La cour relève que Me Y, ès qualités, ne conteste pas le chiffre d'affaires ni le taux de marge invoqué par la société BTB, de sorte qu'il y a lieu de retenir le chiffre d'affaires mensuel perdu d'un montant de 8 642,14 euros HT et le taux de marge de 51,20 %, pour calculer la marge perdue pendant les 65 mois de contrat restant à exécuter.

Dès lors, le préjudice de la société BTB est de 287 610,41 euros. Le jugement sera confirmé sur ce point, mais infirmé en ce qu'il a condamné la société BMC à payer à la société BTB la somme de 287 610,41 euros au titre de la rupture fautive, la société BMC ayant été placée en liquidation judiciaire entre-temps, de sorte qu'il y a lieu de fixer la créance de la société BTB au passif de la société BMC à la somme de 287 610,41 euros.

Sur les dépens et l'application de l'article 700 du Code de procédure civile

Le sens du présent arrêt conduit à confirmer le jugement sur les dépens et l'application qui y a été faite des dispositions de l'article 700 du Code de procédure civile.

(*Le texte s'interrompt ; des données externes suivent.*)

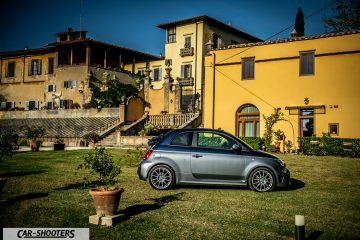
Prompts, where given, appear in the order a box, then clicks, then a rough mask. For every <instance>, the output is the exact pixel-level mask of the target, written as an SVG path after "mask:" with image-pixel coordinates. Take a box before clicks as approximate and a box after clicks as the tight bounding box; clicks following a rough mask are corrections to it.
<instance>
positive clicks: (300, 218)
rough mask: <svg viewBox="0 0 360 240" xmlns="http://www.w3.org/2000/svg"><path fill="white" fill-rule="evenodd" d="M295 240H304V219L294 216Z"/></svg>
mask: <svg viewBox="0 0 360 240" xmlns="http://www.w3.org/2000/svg"><path fill="white" fill-rule="evenodd" d="M295 239H296V240H305V217H304V216H303V215H295Z"/></svg>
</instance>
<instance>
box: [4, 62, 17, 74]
mask: <svg viewBox="0 0 360 240" xmlns="http://www.w3.org/2000/svg"><path fill="white" fill-rule="evenodd" d="M5 77H15V62H8V63H7V64H6V65H5Z"/></svg>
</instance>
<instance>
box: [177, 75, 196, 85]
mask: <svg viewBox="0 0 360 240" xmlns="http://www.w3.org/2000/svg"><path fill="white" fill-rule="evenodd" d="M177 80H178V83H179V85H180V86H193V85H194V78H193V77H187V78H177Z"/></svg>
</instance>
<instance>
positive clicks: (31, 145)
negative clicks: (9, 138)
mask: <svg viewBox="0 0 360 240" xmlns="http://www.w3.org/2000/svg"><path fill="white" fill-rule="evenodd" d="M40 144H41V141H40V140H33V139H30V140H29V145H30V149H31V151H32V152H38V151H39V148H40Z"/></svg>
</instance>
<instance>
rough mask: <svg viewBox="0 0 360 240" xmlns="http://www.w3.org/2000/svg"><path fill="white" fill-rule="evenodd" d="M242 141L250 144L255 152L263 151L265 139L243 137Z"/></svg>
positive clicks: (256, 137)
mask: <svg viewBox="0 0 360 240" xmlns="http://www.w3.org/2000/svg"><path fill="white" fill-rule="evenodd" d="M240 139H241V140H243V141H244V142H246V143H247V144H249V145H250V146H251V147H252V148H253V149H255V150H262V149H263V146H264V144H265V139H264V138H261V137H241V138H240Z"/></svg>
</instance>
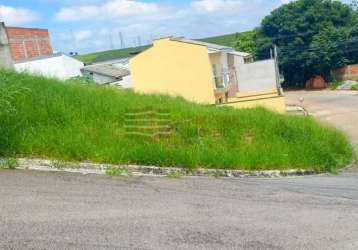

Me Y, ès qualités de liquidateur judiciaire de la société BMC, sera condamnée aux dépens d'appel ainsi qu'à payer à la société BTB la somme supplémentaire de 5 000 euros par application de l'article 700 du Code de procédure civile en cause d'appel.

Le sens du présent arrêt conduit à rejeter la demande formulée au titre de l'article 700 du Code de procédure civile formulée par Me Y, ès qualités de liquidateur judiciaire de la société BMC.

Par ces motifs LA COUR, Confirme le jugement sauf en ce qu'il a condamné la société BMC à payer à la société BTB la somme de 287 610,41 euros au titre de la rupture fautive, L'infirmant sur ce point ; Statuant à nouveau ; Fixe la créance de la société BTB au passif de la société BMC à la somme de 287 610,41 euros ; Y ajoutant ; Condamne Me Y, ès-qualités de liquidateur judiciaire de la société BMC, aux dépens d'appel ainsi qu'à payer à la société BTB la somme supplémentaire de 5 000 euros par application de l'article 700 du Code de procédure civile en cause d'appel ; Rejette toute autre demande.